Don’t Stop at Just the Headline

I have written thousands of news stories during my thirty years as a writer and journalist, and there has always been a standard requirement for responsible news providers in how a story – print or otherwise – should be constructed. I use the word ‘constructed’ because a proper news story is built, crafted, and finished using a formula that, when followed, provides the reader everything they need to make an informed decision.

Headlines and First Paragraphs

The sole purpose of a news story headline has always been to grab the immediate attention of the reader. A one or two line synopsis of the general topic of the story. A reliable news agency will be responsible with their headlines and avoid click bait, or use a misleading caption completely.

A good headline is not too wordy, always relevant to the story, and above all, honest. Many news agencies have entire departments or at least specific individuals that are dedicated to providing a headline to a story. Many of the news stories I submitted to my editor had only my working title, which was not what showed up in print or online. A good reporter or journalist should be working on a story, not a headline. That’s not our job

The first paragraph of a story is meant to provides a little more detail to capture your interest in the topic, to entice the reader to move further along by providing a little more substance, possibly a more detailed synopsis.

The Meat

The rest of the story should provides all pertinent details, facts, quotes, possibly photos and side notes. Essentially, the “meat” of the story. It should be well-written, grammatically correct, and provide a time line of events leading up to the conclusion, which should always match the headline and first paragraph.

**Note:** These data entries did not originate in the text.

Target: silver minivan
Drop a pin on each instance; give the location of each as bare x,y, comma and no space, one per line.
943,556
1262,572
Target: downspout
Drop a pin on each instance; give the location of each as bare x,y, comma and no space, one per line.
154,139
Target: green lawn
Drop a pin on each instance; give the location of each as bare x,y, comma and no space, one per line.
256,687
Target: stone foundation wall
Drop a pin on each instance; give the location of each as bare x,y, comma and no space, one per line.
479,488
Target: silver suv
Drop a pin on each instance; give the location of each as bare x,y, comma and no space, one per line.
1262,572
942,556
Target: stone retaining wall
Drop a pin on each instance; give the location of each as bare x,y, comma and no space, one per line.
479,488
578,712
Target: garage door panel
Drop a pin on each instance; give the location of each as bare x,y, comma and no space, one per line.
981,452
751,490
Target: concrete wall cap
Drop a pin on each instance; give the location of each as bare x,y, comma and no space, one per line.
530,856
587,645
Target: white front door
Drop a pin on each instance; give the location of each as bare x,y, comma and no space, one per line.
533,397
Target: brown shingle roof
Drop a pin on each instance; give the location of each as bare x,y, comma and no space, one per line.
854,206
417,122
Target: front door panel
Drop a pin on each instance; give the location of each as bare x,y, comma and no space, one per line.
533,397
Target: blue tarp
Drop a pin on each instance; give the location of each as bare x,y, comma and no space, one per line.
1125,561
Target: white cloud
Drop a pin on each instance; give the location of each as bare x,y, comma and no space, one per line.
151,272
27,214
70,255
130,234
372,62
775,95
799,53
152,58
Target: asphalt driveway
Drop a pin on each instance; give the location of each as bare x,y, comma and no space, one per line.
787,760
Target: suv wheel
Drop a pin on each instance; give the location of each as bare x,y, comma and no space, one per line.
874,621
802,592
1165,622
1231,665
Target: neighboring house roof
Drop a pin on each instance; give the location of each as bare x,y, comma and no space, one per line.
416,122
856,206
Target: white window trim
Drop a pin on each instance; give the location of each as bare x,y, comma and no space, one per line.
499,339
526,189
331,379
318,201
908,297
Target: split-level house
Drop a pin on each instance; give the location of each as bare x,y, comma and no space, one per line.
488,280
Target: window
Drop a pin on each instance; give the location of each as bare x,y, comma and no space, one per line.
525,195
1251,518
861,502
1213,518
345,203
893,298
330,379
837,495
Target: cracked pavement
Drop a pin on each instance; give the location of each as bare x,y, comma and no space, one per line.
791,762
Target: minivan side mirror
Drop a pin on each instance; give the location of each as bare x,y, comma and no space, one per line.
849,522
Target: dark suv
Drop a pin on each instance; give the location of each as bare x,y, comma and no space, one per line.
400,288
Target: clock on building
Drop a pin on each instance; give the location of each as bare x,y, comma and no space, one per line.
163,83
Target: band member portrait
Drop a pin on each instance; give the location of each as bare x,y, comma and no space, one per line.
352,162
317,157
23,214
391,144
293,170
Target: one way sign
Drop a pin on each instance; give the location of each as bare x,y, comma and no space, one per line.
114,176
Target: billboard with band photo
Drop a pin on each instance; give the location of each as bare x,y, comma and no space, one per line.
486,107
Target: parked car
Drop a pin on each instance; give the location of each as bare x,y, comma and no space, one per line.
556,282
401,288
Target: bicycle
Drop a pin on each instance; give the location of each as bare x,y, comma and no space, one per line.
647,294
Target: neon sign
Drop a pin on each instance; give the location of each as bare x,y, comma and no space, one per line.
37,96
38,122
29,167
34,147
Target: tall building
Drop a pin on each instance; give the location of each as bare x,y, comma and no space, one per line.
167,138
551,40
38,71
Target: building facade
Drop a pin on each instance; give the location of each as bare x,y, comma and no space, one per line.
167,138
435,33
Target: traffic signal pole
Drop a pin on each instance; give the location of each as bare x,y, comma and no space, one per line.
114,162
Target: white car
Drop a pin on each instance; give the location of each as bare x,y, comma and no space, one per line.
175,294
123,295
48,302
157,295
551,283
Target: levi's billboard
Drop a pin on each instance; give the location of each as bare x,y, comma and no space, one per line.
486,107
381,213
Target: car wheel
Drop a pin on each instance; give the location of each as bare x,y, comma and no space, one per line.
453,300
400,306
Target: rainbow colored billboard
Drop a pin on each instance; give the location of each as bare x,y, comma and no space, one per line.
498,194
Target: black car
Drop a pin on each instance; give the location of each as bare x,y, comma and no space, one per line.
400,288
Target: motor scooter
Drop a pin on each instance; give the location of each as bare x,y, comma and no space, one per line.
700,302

If a news writer, reporter, or journalist has done their job well, the story will keep the reader as interested as if they were reading a best-selling novel. A proper news story should ask questions along the way, and if any answers are given in the article, the absolutely need to be truthful. This is the difference between tabloid reporting and providing news to the public.

Too often the lines are blurred here. Commentary should be in a specific section of the newspaper or on the news website that clearly marked as an editorial or opinion. If not, there should be a sub-headline stating that what you are about to read is or contains commentary or opinion. Punditry has no place in a news story.

Closing it up

The close of the story should provide source material if it within the framework of the first amendment, or doesn’t compromise the safety of the the source or sources. There is a reason that sources are protected. Some stories involve exposing dangerous people, including high ranking government officials.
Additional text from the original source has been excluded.